A councillor has voiced serious concerns after large volumes of people gathered in a Cork village at the weekend, saying that the village was akin to the ‘wild west’.
Cllr Audrey Buckley, who lives in the Crosshaven area, said that large crowds of people descended on the area in recent days with cars “unable to move” amid high volumes of traffic and parking on roadways such as in Fountainstown and Myrtleville.
The county councillor said that in some cases “people were locked into their houses because cars parked across their driveway” and expressed concerns about how emergency services could get access if needed.
“We’re prisoners on weekends in our own homes,” she said.
The traffic was just one issue affecting the area over the weekend though, and Cllr Buckely said she was particularly concerned about reports of antisocial behaviour among young people who descended on beaches.
In one video, seen by the Echo, large volumes of young people can be seen gathering on rocks with little evidence of social distancing.
The councillor said she received reports that groups were throwing a lifebuoy around on the beach and throwing bottles into swimmers.
Cllr Buckley said that some of these youngsters must be going home drunk.
“I would never have let my kids down there yesterday.
“It’s amazing that someone hasn’t been drowned or killed in there.”
She added: “I’ve had calls about youngsters falling back down to the bus in the village.
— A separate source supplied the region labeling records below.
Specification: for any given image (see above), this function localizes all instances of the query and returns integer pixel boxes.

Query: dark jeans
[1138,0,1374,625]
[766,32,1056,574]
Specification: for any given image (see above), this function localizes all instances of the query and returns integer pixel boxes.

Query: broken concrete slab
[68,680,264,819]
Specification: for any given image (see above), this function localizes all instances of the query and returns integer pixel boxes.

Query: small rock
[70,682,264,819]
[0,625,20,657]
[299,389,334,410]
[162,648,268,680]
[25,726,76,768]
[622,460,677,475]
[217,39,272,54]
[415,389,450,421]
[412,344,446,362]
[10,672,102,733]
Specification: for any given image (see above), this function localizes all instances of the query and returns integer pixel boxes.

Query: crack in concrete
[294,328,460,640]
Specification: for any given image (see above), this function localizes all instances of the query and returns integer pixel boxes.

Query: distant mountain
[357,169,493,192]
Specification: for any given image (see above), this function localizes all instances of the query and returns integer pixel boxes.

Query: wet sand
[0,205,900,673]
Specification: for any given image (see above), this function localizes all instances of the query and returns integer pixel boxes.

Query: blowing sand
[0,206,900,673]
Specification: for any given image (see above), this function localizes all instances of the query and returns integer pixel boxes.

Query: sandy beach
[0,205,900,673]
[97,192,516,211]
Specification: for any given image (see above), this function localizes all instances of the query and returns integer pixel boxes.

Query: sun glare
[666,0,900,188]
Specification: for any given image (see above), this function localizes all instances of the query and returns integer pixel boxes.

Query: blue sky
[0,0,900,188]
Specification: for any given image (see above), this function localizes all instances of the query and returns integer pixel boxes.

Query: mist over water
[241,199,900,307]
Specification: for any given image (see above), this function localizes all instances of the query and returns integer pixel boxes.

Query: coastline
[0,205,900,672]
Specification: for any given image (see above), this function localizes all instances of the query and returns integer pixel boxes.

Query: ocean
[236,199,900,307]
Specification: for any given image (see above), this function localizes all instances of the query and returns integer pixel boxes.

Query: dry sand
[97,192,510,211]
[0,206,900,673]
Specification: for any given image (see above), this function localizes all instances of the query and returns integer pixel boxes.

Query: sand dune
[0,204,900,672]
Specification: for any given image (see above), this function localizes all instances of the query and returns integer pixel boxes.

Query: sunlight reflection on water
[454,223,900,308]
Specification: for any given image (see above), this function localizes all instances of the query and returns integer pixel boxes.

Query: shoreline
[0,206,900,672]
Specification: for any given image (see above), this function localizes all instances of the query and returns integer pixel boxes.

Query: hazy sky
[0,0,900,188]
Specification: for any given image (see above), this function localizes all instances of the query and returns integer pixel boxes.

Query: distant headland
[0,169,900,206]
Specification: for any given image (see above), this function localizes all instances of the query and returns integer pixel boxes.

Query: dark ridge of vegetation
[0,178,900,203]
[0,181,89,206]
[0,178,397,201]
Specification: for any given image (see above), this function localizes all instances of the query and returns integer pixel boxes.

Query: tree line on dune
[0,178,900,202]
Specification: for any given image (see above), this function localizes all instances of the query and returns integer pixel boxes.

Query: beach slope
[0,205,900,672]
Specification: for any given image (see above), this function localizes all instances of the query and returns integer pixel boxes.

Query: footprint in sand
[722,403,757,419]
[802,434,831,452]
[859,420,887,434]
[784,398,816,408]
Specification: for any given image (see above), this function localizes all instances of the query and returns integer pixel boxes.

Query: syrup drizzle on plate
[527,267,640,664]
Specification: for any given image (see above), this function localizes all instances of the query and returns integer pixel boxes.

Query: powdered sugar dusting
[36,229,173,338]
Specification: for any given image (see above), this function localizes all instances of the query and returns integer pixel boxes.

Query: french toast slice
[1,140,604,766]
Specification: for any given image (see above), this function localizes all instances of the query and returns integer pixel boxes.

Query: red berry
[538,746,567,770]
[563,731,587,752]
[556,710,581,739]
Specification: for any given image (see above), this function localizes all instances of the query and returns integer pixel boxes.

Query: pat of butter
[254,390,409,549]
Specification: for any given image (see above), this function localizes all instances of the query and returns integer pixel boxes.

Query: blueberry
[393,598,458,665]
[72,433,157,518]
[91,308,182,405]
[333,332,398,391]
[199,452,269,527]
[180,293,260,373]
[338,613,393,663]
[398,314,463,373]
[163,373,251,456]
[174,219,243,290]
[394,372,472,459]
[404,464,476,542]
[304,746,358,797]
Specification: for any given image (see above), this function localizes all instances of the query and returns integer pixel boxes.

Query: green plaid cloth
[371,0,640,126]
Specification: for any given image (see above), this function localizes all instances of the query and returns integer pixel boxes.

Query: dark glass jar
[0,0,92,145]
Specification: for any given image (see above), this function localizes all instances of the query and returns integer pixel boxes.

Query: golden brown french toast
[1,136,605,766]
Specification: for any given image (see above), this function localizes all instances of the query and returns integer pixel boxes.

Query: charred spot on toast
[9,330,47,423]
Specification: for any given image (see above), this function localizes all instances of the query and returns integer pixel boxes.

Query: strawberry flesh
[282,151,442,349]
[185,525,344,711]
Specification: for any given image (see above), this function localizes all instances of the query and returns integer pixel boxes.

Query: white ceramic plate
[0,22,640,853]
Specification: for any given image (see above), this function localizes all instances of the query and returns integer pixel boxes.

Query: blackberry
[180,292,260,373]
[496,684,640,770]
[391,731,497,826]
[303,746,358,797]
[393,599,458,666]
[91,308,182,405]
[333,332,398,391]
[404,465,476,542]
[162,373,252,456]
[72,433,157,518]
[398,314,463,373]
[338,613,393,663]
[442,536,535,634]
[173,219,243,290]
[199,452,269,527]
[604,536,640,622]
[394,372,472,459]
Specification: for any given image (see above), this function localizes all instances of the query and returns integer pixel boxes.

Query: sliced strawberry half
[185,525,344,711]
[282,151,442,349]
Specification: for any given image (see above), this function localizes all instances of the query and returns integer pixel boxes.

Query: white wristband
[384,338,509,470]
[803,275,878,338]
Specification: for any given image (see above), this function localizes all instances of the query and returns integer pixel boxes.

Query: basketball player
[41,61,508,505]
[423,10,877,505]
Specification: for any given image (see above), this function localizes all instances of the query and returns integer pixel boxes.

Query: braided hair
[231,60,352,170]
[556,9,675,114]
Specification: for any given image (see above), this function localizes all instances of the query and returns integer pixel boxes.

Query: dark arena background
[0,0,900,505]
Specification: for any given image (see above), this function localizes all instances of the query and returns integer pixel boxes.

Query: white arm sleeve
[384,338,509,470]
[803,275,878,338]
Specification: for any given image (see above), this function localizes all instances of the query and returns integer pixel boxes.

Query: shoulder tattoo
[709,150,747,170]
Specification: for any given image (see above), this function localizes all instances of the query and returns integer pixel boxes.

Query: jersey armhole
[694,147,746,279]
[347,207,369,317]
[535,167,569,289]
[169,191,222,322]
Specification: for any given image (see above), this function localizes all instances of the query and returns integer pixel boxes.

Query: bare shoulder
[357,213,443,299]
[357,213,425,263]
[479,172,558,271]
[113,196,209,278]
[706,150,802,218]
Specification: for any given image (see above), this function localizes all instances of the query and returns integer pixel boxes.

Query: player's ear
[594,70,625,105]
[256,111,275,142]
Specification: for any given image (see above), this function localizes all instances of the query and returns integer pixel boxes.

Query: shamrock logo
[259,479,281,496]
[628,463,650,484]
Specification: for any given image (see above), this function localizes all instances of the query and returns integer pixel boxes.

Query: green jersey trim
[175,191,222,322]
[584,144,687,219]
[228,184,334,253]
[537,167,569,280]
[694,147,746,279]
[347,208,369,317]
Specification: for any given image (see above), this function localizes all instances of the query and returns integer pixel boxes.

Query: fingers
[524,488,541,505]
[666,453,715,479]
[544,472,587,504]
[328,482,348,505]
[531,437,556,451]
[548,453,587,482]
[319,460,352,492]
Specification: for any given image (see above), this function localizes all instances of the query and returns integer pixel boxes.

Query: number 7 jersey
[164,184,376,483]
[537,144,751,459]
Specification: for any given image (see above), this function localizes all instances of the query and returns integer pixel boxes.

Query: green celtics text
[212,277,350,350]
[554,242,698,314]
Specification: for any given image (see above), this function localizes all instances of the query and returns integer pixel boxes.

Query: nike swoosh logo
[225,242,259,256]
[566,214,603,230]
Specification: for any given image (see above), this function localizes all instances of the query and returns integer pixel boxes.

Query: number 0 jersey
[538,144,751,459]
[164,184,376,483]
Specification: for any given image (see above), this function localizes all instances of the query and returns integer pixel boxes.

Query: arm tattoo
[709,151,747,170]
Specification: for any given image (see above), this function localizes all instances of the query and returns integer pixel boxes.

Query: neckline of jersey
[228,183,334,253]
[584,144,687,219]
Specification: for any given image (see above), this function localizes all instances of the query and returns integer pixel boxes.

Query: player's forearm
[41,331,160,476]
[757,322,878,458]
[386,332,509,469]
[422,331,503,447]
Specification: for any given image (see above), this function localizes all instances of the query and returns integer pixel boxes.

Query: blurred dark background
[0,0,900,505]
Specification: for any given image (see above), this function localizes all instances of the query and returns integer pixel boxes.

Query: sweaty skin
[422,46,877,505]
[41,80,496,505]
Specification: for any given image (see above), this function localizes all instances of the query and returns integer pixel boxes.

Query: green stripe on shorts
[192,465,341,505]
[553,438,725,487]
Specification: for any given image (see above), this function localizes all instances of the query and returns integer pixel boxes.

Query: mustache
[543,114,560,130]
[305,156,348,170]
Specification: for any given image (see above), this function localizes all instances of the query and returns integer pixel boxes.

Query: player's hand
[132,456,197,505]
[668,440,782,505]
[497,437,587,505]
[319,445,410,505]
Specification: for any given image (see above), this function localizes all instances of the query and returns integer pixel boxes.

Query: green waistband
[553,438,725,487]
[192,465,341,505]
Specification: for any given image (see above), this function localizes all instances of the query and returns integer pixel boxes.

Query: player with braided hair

The village was meant to have been like the wild west with kids everywhere, a lot of them drunk.”
The county councillor said while she believes that there is an excellent community garda service in Crosshaven that more resources are needed.
Cllr Buckley said she is also very concerned about the amount of litter being generated and has reiterated her call for Cork County Council to take more action to help address the issue.
“As someone who has been a tidy towner for 15 years, I'm involved in coastal clean-ups… we’re the ones down there cleaning those beaches. Some of the volunteers want to stop cleaning Church Bay beach for the summer- but it would just bother me so much.. I would be afraid it would go into the tide. We have so many seals and otters and everything- why should they suffer. And It’s civic pride as well,” she said.
Cllr Buckley said she had contacted the council on the issue this morning and intends to put a motion to the council asking for more action on the issue.
“We’re doing tidy towns. We’re planting. We’re putting bunting up. We’re trying to make our towns and villages pretty and nice. But at a point, when this chaos happens you think why are we even bothering,” she said.
A spokesperson for Cork County Council said that there has been a significant increase in the amount of waste being generated as a result of the increased level of outdoor activity and takeaway consumption, e.g. takeaway food, coffee/drinks, refreshments etc which has given rise to increased littering.
"The primary issue regarding such littering is public behaviour. A high degree of personal responsibility needs to be borne by individual consumers. The consumer needs to understand that littering is an offence, and that there is no situation whereby disposal of litter in an indiscriminate manner is acceptable.
"Where bins are full - or where there is no waste bins available - the consumer needs to understand their own personal responsibility, and that they should take their litter home with them.
"Cork County Council commits a significant level of resources to street cleaning across the county – the provision of additional bins, or larger bins, is not the solution," the spokesperson said.